O peso dos chips explica o recorde
Segundo o resumo do mercado, a divisão de semicondutores foi a principal responsável pelo avanço. Isso importa porque a Samsung não depende apenas de celulares para crescer. A companhia atua em memória, foundry, telas, eletrodomésticos e componentes que abastecem a própria indústria de tecnologia.
Na prática, quando a área de chips acelera, o efeito pode ser muito maior do que um bom trimestre de smartphones sozinho. É uma operação de escala global, sensível à demanda de servidores, inteligência artificial, armazenamento e eletrônicos de consumo.
Para o leitor de mobile, esse dado tem um significado direto: uma Samsung financeiramente mais forte ganha margem para investir em componentes, pesquisa, fabricação e estratégia de produtos.

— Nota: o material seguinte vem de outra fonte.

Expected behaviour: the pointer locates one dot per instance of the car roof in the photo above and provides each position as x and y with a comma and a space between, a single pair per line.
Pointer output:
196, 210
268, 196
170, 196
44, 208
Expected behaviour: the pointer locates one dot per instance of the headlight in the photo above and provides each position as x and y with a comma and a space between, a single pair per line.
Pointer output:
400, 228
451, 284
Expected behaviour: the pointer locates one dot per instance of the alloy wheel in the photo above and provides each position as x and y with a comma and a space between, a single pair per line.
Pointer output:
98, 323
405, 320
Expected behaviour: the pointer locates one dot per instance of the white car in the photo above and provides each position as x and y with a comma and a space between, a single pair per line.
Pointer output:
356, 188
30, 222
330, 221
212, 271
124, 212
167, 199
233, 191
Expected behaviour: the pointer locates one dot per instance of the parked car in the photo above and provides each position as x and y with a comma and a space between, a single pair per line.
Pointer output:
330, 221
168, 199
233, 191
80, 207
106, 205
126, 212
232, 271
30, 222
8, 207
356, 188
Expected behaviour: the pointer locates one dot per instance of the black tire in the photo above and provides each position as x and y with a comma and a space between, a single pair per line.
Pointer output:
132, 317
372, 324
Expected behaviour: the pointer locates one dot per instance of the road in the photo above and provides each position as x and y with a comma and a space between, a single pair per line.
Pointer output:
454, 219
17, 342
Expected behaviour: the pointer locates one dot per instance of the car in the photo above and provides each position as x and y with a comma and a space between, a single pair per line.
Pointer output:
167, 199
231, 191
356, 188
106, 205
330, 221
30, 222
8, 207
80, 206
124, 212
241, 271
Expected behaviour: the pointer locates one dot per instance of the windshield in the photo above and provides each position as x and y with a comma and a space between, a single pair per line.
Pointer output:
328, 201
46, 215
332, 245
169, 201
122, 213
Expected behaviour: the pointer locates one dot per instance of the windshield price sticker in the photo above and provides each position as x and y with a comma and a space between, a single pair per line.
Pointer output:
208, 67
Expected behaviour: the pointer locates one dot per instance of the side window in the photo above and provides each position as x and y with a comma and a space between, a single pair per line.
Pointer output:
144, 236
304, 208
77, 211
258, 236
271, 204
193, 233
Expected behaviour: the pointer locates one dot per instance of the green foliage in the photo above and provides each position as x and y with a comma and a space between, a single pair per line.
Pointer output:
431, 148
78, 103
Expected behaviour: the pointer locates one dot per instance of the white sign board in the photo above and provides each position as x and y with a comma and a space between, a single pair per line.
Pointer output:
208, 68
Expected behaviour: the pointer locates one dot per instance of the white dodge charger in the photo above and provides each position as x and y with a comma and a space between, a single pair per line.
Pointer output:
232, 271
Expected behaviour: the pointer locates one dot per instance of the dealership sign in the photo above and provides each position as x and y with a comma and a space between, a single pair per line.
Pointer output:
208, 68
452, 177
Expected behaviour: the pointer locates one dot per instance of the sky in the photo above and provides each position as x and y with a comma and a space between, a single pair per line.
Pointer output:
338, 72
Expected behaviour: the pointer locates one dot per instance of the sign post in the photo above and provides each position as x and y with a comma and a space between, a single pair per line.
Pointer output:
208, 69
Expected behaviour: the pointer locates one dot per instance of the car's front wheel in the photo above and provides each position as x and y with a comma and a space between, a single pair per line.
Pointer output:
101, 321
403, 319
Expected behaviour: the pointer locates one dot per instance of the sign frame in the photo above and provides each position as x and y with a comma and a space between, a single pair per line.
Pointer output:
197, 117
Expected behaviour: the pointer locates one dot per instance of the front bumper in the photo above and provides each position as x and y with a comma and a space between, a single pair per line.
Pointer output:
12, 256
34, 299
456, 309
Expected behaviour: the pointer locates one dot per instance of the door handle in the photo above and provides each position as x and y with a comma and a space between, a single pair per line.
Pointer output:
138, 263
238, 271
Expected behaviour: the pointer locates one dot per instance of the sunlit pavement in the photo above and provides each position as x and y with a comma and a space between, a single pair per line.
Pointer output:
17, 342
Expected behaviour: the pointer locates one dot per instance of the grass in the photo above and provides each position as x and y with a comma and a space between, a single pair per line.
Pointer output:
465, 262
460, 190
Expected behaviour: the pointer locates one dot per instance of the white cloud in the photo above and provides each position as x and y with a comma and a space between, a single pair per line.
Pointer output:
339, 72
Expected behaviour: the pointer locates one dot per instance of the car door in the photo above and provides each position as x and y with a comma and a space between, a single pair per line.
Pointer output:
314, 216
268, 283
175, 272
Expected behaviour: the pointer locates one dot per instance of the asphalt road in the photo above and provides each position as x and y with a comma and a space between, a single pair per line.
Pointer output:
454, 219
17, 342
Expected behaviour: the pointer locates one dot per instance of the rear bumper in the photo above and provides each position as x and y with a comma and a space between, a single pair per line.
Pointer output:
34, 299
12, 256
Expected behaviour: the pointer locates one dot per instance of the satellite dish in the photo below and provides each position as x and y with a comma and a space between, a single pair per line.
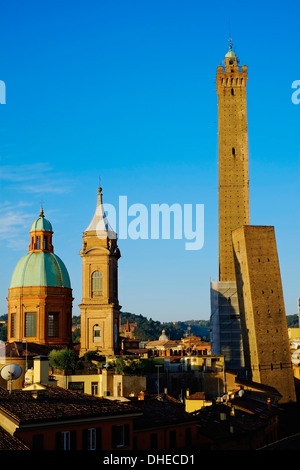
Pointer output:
10, 372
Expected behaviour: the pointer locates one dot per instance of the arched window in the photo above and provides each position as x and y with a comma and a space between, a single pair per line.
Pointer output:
96, 286
96, 334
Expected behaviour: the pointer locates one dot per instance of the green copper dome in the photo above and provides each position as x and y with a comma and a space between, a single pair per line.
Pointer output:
41, 224
230, 54
40, 268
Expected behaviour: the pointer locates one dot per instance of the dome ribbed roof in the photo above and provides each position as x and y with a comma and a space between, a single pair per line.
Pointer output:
40, 268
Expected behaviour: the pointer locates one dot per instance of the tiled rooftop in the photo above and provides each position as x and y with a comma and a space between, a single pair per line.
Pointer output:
160, 412
55, 403
8, 442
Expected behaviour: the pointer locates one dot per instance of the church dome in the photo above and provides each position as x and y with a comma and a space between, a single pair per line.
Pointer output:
230, 54
40, 268
163, 336
41, 223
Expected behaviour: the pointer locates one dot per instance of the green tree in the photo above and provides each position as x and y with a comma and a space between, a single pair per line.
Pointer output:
64, 359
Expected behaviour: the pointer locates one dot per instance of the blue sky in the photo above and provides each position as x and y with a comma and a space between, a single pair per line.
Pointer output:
126, 90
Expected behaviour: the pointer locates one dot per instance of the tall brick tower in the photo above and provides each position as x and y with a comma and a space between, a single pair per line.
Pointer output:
263, 319
100, 305
233, 205
233, 158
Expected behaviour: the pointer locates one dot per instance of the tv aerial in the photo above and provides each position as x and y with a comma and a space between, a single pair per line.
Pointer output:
10, 372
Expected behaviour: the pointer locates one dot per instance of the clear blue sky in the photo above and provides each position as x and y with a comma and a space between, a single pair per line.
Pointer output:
126, 90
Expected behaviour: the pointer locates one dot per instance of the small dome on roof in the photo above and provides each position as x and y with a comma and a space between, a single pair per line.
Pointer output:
163, 336
230, 54
41, 223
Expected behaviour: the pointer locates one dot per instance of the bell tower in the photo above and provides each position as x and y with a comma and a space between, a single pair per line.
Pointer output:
233, 158
231, 84
100, 305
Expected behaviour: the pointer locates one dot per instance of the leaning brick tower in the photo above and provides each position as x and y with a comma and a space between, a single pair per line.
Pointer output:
231, 84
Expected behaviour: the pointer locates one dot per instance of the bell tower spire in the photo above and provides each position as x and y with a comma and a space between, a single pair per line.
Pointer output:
100, 305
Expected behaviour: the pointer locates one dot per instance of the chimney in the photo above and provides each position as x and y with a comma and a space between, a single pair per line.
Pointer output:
41, 369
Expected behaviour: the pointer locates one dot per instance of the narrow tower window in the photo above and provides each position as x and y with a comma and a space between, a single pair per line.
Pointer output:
96, 334
45, 242
30, 324
96, 283
53, 324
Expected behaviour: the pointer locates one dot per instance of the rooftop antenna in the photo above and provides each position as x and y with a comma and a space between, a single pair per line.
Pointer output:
230, 46
10, 372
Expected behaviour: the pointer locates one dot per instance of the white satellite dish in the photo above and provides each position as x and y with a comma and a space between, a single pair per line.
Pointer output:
11, 372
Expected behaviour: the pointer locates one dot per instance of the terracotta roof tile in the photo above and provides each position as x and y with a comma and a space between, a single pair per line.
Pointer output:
55, 403
8, 442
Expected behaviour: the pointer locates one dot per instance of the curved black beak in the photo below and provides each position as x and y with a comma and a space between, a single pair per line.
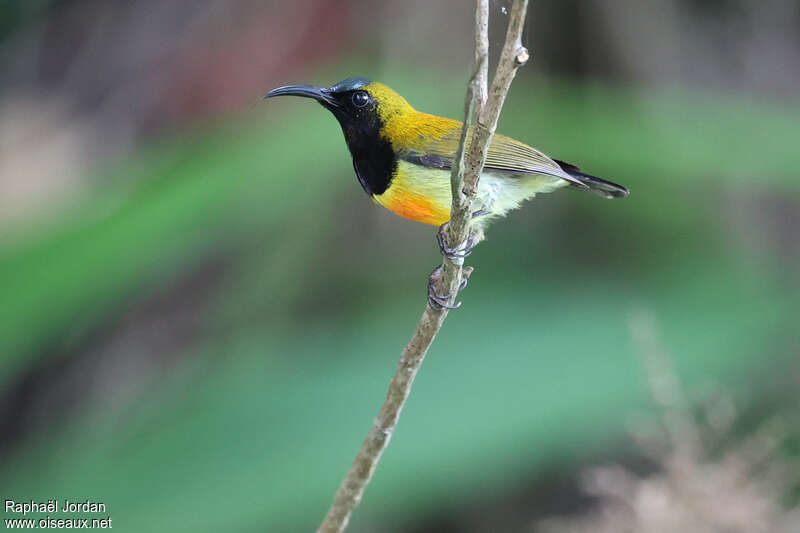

Isso não quer dizer, por si só, celulares mais baratos ou lançamentos imediatos, mas reforça a capacidade da marca de sustentar linhas premium, intermediárias e dobráveis com mais fôlego.
Por que esse resultado pesa no mercado mobile
Mesmo com os chips no centro da história, o impacto chega ao setor de smartphones de forma indireta e relevante. A Samsung é uma das poucas empresas que combinam marca global de celulares com produção de memória, telas OLED e outros componentes críticos. Quando a operação vai bem, a integração vertical vira vantagem competitiva.
Isso pode aparecer em três frentes. A primeira é investimento: mais caixa tende a ampliar capacidade de desenvolvimento e negociação com fornecedores. A segunda é timing: empresas robustas conseguem reagir melhor a ciclos de demanda e a oscilações de custo. A terceira é posicionamento: com menos pressão imediata, a Samsung pode defender margens sem depender só de volume.
Para concorrentes, o recado é claro. A batalha no mobile não se resume a design, câmera e software. Escala industrial e domínio da cadeia continuam fazendo diferença, especialmente em um mercado que já não cresce com a mesma facilidade de anos atrás.
O que observar nos próximos resultados
O dado mais chamativo é o recorde, mas o relatório completo deve mostrar o que realmente sustentou esse avanço. O mercado vai olhar principalmente para a participação exata da divisão de semicondutores, para o comportamento da área mobile e para a continuidade dessa tendência nos próximos trimestres.
Também será importante entender se o salto tem base estrutural ou se parte dele veio de condições específicas do trimestre. Guidance forte chama atenção, mas a leitura mais útil vem quando a empresa detalha margens, segmentos e perspectiva de demanda.
Para quem acompanha Samsung de perto, vale monitorar os comunicados oficiais da companhia e a cobertura de veículos especializados, como a página global de relações com investidores da Samsung, além de dados setoriais publicados por consultorias e entidades de mercado. Um bom ponto de apoio para contexto financeiro internacional também é a cobertura da Reuters.
O sinal mais importante, por enquanto, é este: a Samsung entra em 2026 com um nível de rentabilidade raro até para seu próprio histórico. E, no setor mobile, empresas que chegam a esse patamar costumam influenciar não só preços e produtos, mas o ritmo do mercado inteiro.